Due to high demand and significance of the film, "Crips and Bloods: Made in America," The Silent War and Seattle Parks and Recreation will host another film screening next Friday, June 26 at Rainier Community Center, 4600 38th Ave S, Seattle 98118.
A cluster of neighborhoods lies in the heart of Southern California, streets and boulevards forming a grid between concrete ribbons of freeway. Surrounded by the California Dream, this region has a legacy. It is heavily guarded, yet no one is protected. Nearly a quarter of its young men will end up in jail or prison. Many others will end up dead. These neighborhoods in South Los Angeles are home to two of America's most infamous African-American gangs, the Crips and the Bloods.

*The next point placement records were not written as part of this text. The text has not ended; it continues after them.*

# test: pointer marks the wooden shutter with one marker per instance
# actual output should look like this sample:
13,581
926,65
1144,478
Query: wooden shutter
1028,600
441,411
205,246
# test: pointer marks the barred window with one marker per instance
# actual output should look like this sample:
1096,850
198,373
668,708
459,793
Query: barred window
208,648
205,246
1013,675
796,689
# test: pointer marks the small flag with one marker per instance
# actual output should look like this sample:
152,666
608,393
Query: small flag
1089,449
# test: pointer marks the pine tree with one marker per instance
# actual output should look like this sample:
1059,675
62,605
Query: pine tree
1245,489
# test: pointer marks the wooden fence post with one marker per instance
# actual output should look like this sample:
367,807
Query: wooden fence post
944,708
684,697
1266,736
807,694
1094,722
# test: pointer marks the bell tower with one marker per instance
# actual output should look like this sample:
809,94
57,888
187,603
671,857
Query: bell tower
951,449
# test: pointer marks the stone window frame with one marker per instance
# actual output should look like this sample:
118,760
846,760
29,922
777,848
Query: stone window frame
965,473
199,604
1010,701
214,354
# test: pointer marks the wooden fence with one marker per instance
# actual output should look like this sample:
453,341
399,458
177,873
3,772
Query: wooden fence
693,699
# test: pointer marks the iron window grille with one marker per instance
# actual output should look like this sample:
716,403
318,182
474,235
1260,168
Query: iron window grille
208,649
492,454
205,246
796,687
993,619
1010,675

On these streets over the past 30 years, more than 15,000 people have been murdered in an ongoing cycle of gang violence that continues unabated. It was here, just a few miles from the gated communities and sprawling mansions of Beverly Hills and Bel Air, where this nation's most bloody and costly outbreaks of civil unrest erupted — not once, but twice, 27 years and just three miles apart.
In Crips and Bloods: Made In America, renowned documentarian Stacy Peralta (Dogtown and Z Boys, Riding Giants) examines the story of South Los Angeles and the gangs that inhabit it. Blending gripping archival footage and photos with in-depth interviews of current and former gang members, educators, historians, family members and experts, Peralta brings his trademark dynamic visual style and story-telling ability to this often-ignored chapter of America's history. Hard- hitting, yet ultimately hopeful, Crips and Bloods: Made In America not only documents the emergence of the Bloods and the Crips and their growth beyond the borders of South Central, but also offers insight as to how this ongoing tragedy might be resolved.